Daten von über 700’000 französischen Bürgern waren bis Ende letzte Woche öffentlich einsehbar, in einer Datei auf der Website Francetest.fr. Dies deckte die französische Zeitung Mediapart unlängst auf.

Dadurch wurden die Namen, Vornamen, Geburtsdaten, Adressen, Telefonnummern, Sozialversicherungsnummern, E-Mail-Adressen sowie die Testergebnisse der betroffenen Bürger publik. Laut Mediapart habe ein Fehler auf der Seite dazu geführt. Dies, weil ein Passwort «in einer für alle zugänglichen Datei» auf der Website zu finden gewesen sei.

Die Medienplattform LeParisien, die ebenfalls über den Fall berichtete, schreibt über das Unternehmen: «Francetest ist ein im Januar letzten Jahres gegründetes Unternehmen, das sich auf die Übertragung von Daten der Covid-Tests auf die SI-DEP-Plattform spezialisiert hat.»

Bei der SI-DEP (Le Système d’Informations de DEPistage) wiederum handelt es sich um ein Screening-Informationssystem, das seit dem 13. Mai 2020 in Betrieb ist. Auf der Plattform werden alle durchgeführten SARS-COV2-Tests systematisch erfasst. Das Gesundheitsministerium rechtfertigt die Sammlung der Daten damit, alle «positiven Fälle» sicherzustellen und «Kontaktfälle» identifizieren zu wollen.

Philippe Besset, Präsident der Fédération des syndicats pharmaceutiques de France (FSPF), sagte gemäss Le Parisien, dass die SI-DEP nicht «sehr ergonomisch» sei. «Infolgedessen greifen die Apotheker auf Vermittler zurück, um die Ergebnisse der durchgeführten Tests auf der Plattform SI-DEP einzugeben», schreibt Le Parisien.

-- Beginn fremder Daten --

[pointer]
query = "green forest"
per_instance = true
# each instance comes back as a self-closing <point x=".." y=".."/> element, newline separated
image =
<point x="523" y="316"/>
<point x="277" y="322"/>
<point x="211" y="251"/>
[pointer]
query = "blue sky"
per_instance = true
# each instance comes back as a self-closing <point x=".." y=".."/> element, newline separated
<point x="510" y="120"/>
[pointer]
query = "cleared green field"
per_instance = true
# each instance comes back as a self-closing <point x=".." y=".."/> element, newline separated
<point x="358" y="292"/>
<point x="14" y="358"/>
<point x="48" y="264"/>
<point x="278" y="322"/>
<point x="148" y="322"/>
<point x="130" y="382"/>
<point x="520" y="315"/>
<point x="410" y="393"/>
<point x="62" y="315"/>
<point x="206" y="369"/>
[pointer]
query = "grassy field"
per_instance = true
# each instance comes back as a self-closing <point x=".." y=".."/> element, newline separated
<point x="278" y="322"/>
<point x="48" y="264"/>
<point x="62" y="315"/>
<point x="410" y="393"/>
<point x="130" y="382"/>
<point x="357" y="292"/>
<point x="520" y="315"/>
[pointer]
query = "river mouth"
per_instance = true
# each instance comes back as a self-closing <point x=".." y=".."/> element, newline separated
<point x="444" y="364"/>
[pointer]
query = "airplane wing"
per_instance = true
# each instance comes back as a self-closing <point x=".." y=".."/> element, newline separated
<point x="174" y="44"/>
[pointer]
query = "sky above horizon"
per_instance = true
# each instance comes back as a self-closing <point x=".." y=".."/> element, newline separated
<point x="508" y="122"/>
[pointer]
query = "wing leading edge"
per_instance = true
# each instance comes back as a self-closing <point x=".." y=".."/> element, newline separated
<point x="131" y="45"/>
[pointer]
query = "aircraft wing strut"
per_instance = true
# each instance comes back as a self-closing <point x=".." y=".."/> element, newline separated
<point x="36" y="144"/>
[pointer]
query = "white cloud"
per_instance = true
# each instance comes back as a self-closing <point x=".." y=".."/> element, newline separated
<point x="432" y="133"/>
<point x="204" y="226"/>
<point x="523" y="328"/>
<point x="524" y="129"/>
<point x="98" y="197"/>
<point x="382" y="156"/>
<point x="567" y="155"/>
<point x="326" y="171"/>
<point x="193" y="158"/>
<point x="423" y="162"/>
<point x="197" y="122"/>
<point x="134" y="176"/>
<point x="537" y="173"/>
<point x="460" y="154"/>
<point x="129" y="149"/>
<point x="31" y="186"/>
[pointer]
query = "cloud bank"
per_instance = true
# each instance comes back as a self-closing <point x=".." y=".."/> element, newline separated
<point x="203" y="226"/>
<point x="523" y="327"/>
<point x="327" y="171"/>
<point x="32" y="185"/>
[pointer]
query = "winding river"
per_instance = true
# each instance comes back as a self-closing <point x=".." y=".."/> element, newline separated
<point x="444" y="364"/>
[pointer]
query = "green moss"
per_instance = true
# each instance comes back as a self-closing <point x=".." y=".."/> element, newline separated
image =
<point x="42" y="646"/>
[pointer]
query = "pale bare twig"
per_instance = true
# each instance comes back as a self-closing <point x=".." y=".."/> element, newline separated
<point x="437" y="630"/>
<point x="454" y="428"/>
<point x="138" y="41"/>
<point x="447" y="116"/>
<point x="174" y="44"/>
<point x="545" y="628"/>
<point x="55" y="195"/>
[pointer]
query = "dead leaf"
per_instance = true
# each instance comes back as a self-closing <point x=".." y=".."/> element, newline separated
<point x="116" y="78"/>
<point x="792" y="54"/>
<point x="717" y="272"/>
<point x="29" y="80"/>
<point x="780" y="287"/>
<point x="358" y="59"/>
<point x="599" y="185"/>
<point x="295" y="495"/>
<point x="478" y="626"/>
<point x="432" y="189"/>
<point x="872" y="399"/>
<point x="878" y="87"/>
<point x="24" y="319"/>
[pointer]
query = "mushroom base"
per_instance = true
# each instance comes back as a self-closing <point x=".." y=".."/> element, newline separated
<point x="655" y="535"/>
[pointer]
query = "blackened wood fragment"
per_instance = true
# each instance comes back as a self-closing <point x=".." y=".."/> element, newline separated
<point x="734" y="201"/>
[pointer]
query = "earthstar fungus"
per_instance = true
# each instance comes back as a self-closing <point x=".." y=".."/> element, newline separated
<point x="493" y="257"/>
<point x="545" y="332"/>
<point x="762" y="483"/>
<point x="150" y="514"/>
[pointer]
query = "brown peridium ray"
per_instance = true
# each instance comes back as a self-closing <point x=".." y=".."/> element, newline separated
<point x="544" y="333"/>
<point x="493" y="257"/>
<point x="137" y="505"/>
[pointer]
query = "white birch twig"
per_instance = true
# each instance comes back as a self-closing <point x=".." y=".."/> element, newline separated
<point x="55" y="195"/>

Für die Übertragung der Daten berechnete Francetest jeweils einen Euro. Laut einer E-Mail, die das französische Gesundheitsministerium am Sonntag an alle Apotheker geschickt hat, wird Francetest bis auf Weiteres nicht mehr als Datenvermittler für die französischen Behörden dienen. Auf der Liste der zugelassenen Vermittler, deren Software mit der SI-DEP-Plattform kompatibel ist, sei Francetest nicht mehr aufgelistet.

«Wir warnen die Behörden schon seit Wochen vor diesen Unternehmen, die sich als zertifiziert ausgeben und den Apothekern den Zugang zum SI-DEP erleichtern», so Philippe Besset weiter. «Wir brauchen von den Behörden unbedingt ein Tool, das es uns ermöglicht, mit unserer sicheren und zugelassenen Unternehmenssoftware Daten an das SI-DEP zu übermitteln», betonte er. Besset wies darauf hin, dass selbst die vom Gesundheitsministerium zugelassene Software nicht ausreichend sicher sei.